King Jack and The Dragon, by Peter Bently, illustrator Helen Oxenbury, $17.99, is a fantasy story about discovering dragons and beasts. Zak, Jack and Caspar trasnform household items into a fort. (Young readers will want to do the same.using chairs, blankets and other home furnishings) From their safe fort they ward off dragons and other evil beasts, taking time out to eat special treats. (Be prepared for requests for food.) All days end, and Zak’s mother takes him home and Caspar, the youngest fighter, goes to bed. Alone in their fort, Jack becomes frightened. (Now is the time to make scarey noises sounding like lurking beasts.) Dad announces it’s time for Jack to go to bed too. Now all the dragons and beasts go away, waiting for a new day and new fights with the boys.
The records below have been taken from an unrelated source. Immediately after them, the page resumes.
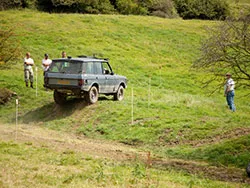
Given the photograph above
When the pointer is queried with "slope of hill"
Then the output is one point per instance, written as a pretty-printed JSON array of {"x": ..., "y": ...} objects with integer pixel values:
[{"x": 171, "y": 115}]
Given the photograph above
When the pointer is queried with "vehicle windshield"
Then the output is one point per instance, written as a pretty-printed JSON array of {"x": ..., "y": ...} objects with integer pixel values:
[{"x": 66, "y": 66}]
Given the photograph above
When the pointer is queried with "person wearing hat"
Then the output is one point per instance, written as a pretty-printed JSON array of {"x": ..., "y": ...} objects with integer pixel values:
[
  {"x": 229, "y": 92},
  {"x": 28, "y": 71},
  {"x": 46, "y": 62}
]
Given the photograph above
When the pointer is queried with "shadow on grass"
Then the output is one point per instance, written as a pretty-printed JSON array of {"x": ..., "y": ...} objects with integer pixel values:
[{"x": 54, "y": 111}]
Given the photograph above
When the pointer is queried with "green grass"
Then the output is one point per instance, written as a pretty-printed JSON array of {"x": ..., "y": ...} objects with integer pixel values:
[{"x": 170, "y": 111}]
Road Work Ahead, by Anastasia Such, illustrator Jannie Ho, is a sure winner for children who live in cities. A normal visit to grandma’s house is disrupted by major road work. Workmen jackhammer holes in the roads and sidewalks. Other workmen pave sidewalks or surface streets. Still others repair streetlights. Everywhere there is noise. Cement mixers, big trucks, cherry picker trucks and other vehicles needed to do all this work are depicted in colorful primary hues.
Pirates & Princesses, by Jill and Saadie Kargman, illustrator Christine Davenier, $16.99, is a book about dividing boys and girls at an early age on the playground. Ivy and Fletch are best friends who have always played together. When they get to kindergarten they are separated. Ivy must be on the Princess Team and Fletch must be a Pirate. They miss each other and playing isn’t as much fun as it once was. Then one day Fletch rescues Ivy from a pirate captain. They realize they don’t want to continue playing separately anymore. In a quiet way this book explains why emphasizing gender differences isn’t always the best choice for friends.
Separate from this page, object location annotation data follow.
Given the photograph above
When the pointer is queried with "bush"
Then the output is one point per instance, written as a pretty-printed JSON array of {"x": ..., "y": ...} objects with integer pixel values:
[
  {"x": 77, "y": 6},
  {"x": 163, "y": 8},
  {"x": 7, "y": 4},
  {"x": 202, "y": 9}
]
Froggy Builds a Tree House, by Jonathan London, illustrator Frank Remkiewica, $16.99, is another book about early separation of the sexes. Froggy decides to build a tree house with his friends and his father. The boys will play cardx, tell jokes and order pizza from their tree house sanctuary. He tells his friend Frogilina she can’t come to the pizza party or the tree house and he post a Boys Only sign to make his message clear. Frogilina stands by to soothe him when he drops boards, bangs his fingers and can’t seem to finish his project. Finally, he orders the special pizza with flies. As he climbs up he drops the box. Frogilina comes to his rescue once again. Does he invite her to join them?